👋 Hello there, I’m Amesese
I am Amesese Boateng, a Computer Science graduate from the University of Cape Coast, Ghana. Currently, I work as a Data and Information Science Specialist at Invisible Technologies, and I am also preparing for graduate study in Information Science and Educational Technology.
My path into these fields came through building things. As a researcher at UCC’s Big Data Research Lab, I built an NLP pipeline to classify academic publications by Sustainable Development Goal — and found that every classification decision was also a decision about whose knowledge counts and how it gets organised. As a Teaching Assistant for over 300 undergraduate students, I watched learning technology fail the learners it was supposed to serve, because it had been designed for a different user in a different context. As a founder, I am working on Perimeta AI, an offline-first sovereign AI system for organisations and individuals in low-connectivity environments. Each product deepened the same question: what does it mean to design information and learning systems for people and places that most of the field’s literature does not imagine?

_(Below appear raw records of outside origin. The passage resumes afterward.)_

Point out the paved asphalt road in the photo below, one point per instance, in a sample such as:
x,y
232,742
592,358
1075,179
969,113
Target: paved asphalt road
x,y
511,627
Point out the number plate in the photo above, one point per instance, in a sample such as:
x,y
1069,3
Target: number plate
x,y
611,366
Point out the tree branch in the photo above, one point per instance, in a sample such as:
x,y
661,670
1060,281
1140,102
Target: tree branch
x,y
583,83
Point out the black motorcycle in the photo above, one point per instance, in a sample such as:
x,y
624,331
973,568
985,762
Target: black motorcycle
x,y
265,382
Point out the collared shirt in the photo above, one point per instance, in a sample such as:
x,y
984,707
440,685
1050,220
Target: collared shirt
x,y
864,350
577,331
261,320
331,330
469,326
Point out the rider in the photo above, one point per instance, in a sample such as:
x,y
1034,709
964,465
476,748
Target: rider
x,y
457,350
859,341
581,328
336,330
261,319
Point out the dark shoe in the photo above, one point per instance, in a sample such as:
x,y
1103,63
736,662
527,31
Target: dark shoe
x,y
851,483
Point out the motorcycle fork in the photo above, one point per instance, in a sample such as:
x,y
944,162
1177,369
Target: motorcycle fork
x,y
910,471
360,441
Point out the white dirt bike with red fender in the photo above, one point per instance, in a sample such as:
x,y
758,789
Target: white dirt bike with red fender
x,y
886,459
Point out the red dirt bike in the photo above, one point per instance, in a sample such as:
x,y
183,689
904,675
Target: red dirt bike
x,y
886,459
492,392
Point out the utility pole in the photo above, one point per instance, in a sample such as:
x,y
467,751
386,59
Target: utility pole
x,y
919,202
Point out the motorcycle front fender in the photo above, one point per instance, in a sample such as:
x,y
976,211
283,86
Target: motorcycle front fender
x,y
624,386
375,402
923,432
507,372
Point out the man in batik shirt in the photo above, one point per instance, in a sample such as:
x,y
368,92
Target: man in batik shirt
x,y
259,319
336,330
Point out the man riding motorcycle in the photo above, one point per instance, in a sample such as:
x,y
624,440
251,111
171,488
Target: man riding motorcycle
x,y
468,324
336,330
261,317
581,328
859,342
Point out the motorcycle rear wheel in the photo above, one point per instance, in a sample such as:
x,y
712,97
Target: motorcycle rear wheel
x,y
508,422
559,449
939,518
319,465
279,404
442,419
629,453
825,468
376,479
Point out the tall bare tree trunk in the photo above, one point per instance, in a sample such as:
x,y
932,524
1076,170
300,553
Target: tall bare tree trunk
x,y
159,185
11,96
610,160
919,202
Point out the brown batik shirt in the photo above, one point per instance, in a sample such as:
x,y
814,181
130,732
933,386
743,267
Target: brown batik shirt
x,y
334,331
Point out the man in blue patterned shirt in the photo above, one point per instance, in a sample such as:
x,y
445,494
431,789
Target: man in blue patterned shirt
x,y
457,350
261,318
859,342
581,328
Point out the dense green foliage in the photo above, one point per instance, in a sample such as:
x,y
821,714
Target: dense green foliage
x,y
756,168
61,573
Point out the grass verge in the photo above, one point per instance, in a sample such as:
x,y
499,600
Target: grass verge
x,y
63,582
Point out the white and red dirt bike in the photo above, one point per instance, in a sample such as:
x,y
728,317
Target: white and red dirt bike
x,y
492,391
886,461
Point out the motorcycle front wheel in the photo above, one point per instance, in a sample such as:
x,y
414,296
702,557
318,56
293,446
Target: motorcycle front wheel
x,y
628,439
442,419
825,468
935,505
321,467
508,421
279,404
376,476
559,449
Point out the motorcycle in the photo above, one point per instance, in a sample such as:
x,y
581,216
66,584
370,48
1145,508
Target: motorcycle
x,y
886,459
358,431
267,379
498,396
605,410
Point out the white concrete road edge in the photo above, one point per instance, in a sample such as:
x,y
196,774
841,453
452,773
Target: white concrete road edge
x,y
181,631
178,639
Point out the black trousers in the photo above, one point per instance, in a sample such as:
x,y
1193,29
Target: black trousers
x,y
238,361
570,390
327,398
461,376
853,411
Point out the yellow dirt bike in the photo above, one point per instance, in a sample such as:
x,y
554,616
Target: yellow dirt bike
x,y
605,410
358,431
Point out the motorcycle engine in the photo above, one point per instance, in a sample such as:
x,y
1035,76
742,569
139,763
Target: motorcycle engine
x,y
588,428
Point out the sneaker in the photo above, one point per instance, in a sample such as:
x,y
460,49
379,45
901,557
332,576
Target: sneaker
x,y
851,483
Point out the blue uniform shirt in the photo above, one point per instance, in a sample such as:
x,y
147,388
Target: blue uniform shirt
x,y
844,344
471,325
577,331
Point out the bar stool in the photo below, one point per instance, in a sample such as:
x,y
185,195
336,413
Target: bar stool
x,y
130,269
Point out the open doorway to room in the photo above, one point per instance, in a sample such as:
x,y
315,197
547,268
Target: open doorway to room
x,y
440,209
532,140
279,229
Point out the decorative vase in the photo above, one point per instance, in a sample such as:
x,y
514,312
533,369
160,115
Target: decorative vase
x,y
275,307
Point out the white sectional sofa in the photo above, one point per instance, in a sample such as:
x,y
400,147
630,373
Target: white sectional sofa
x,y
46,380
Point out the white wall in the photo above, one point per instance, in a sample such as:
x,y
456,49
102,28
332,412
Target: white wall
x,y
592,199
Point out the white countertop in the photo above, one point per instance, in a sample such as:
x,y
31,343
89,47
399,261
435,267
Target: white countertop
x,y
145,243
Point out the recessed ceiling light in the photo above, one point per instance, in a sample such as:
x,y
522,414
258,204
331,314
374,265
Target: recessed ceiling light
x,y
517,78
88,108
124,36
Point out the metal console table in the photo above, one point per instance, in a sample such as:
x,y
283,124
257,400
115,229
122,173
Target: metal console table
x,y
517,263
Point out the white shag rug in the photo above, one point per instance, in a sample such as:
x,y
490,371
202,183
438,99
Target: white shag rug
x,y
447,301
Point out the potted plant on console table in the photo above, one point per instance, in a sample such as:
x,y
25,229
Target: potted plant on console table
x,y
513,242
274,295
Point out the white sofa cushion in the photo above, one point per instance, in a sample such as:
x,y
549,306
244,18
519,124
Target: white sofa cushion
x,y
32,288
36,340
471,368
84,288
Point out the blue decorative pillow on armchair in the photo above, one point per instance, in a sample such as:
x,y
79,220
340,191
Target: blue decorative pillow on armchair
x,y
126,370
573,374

That question is now my research agenda. I am interested in information organisation, human information behaviour, and the design of AI-assisted systems for underrepresented contexts — particularly sub-Saharan Africa. I have a technical background in NLP, machine learning, RLHF, and full-stack development, alongside experience teaching, researching, and building in the Ghanaian tech ecosystem.
From Computer Science to Information Science
“CS gave me the methods. It did not give me the vocabulary to study the power embedded in those methods.”
I did not arrive at Information Science from a library or a policy background. I arrived from a noisy corpus of academic text, a pipeline that kept breaking, and a question I could not answer with code alone.
At the University of Cape Coast’s Big Data Lab, I built an NLP system to classify academic publications by Sustainable Development Goal. The engineering was tractable. What was not tractable was the question underneath it: who decides which knowledge counts, which communities it reaches, and in what form? Every classification decision my system made was also a decision about whose work fits and what gets lost in the translation. Computer Science gave me no framework for that question. Information Science does.
Educational Technology entered the picture through teaching. As a TA for over 300 students at UCC, I watched the same concept land entirely differently depending on the student’s context, confidence, and the tools available. Most of those tools had been designed for a different student in a different place. The gap between the learning technology the field produces and the learning that actually needs to happen in Ghana is wide, and it is a research problem, not just a resource problem.
These are the two threads of my future research: information systems that work in the environments most of the literature ignores, and learning technology that is built for — not adapted to — the contexts where most of the world actually learns.